Quinientos como un millón
Para pasar de lo solemne a lo grotesco no hay más que quitar el público de un estadio y que suene entonces el himno de la Champions: el sinsentido de los niños ondeando para el cemento un emblema llamado a emocionar multitudes. La próxima vez que quiera mostrar la UEFA su despotismo, tenga la delicadeza de no profanar el rito y que lo suprima para evitarle el ridículo. A la nada salieron los futbolistas, sin saludar al campo, todos vacíos. Y de pronto un rugido. Como una sola garganta atronadora, de la esquina abierta del campo que da al río por el fondo sur, tras el marcador, brotó gigante el himno del Aleti. Y luego la vieja marcha metropolitana: Atlético de Madrid, Atlético de Madrid, yo seré tu seguidor, yo contigo hasta morir. ¿Sabéis lo que son tres horas a cero grados y la humedad cortante del Manzanares metida en la piel? Ellos sí. Pero no les importaba. Eran quinientos; sonaban como un millón. Su grito constante no faltó ni un segundo. Vamos, Aleti, te sigo a todas partes, yo te quiero. Te sigo a todas partes, yo te quiero.

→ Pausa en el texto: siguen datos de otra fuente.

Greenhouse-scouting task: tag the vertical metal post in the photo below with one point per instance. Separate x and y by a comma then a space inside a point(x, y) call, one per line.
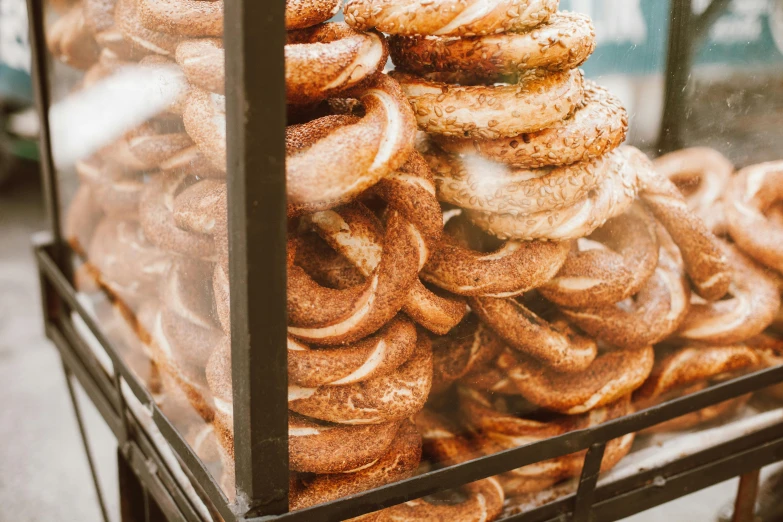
point(256, 117)
point(679, 63)
point(747, 492)
point(587, 482)
point(41, 84)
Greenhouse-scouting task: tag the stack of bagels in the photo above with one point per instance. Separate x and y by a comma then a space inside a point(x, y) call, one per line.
point(474, 261)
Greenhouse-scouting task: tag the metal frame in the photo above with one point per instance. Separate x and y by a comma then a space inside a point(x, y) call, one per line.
point(256, 118)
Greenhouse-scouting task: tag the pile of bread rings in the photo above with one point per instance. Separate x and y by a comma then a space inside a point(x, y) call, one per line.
point(475, 261)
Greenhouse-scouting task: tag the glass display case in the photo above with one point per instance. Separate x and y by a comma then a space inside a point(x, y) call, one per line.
point(417, 259)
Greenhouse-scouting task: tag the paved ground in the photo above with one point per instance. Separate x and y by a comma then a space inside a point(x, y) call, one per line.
point(43, 473)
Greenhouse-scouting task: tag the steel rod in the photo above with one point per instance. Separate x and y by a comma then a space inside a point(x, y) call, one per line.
point(587, 482)
point(255, 39)
point(747, 493)
point(86, 443)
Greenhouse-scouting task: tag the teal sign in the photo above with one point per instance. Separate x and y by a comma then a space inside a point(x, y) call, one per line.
point(632, 34)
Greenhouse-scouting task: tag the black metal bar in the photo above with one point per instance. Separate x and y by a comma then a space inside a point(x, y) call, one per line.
point(632, 495)
point(35, 13)
point(747, 493)
point(86, 380)
point(86, 443)
point(256, 117)
point(147, 472)
point(587, 482)
point(715, 472)
point(457, 475)
point(679, 63)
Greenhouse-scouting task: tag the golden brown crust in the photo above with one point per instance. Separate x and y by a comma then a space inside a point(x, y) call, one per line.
point(703, 174)
point(498, 430)
point(555, 344)
point(484, 498)
point(204, 63)
point(191, 18)
point(410, 191)
point(564, 42)
point(400, 462)
point(653, 314)
point(596, 128)
point(603, 276)
point(306, 13)
point(376, 355)
point(752, 193)
point(330, 316)
point(156, 211)
point(511, 270)
point(469, 347)
point(331, 160)
point(447, 17)
point(128, 19)
point(328, 59)
point(615, 194)
point(754, 303)
point(493, 111)
point(704, 262)
point(386, 398)
point(610, 377)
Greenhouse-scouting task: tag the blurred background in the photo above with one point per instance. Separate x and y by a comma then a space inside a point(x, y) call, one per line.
point(737, 85)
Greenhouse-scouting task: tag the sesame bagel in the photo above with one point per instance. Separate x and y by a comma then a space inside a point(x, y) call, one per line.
point(753, 305)
point(376, 355)
point(752, 193)
point(447, 17)
point(535, 102)
point(514, 268)
point(399, 462)
point(499, 427)
point(190, 18)
point(615, 194)
point(117, 192)
point(703, 175)
point(610, 265)
point(203, 61)
point(81, 219)
point(470, 346)
point(306, 13)
point(653, 314)
point(690, 369)
point(613, 375)
point(313, 446)
point(483, 500)
point(386, 398)
point(328, 316)
point(328, 59)
point(704, 261)
point(596, 128)
point(128, 18)
point(356, 154)
point(156, 211)
point(555, 343)
point(477, 184)
point(563, 42)
point(358, 237)
point(127, 263)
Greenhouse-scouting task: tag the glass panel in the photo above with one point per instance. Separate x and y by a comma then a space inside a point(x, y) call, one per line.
point(482, 253)
point(516, 219)
point(136, 139)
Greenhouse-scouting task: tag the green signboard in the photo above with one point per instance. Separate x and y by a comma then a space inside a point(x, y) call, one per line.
point(632, 34)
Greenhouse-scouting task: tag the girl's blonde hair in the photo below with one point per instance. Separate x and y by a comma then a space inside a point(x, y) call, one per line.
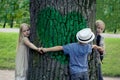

Jesús y doce (aunque uno resultó ser amigo de Platini) cambiaron la sensibilidad del planeta; trece, los Trece de la Fama, y Hernán Cortés, le dieron a España todo un imperio, trescientos espartanos pararon en las Termópilas a toda la infantería persa. Medio millar de atléticos enseñaron a Europa cómo se anima a un equipo, con el alma en los colores.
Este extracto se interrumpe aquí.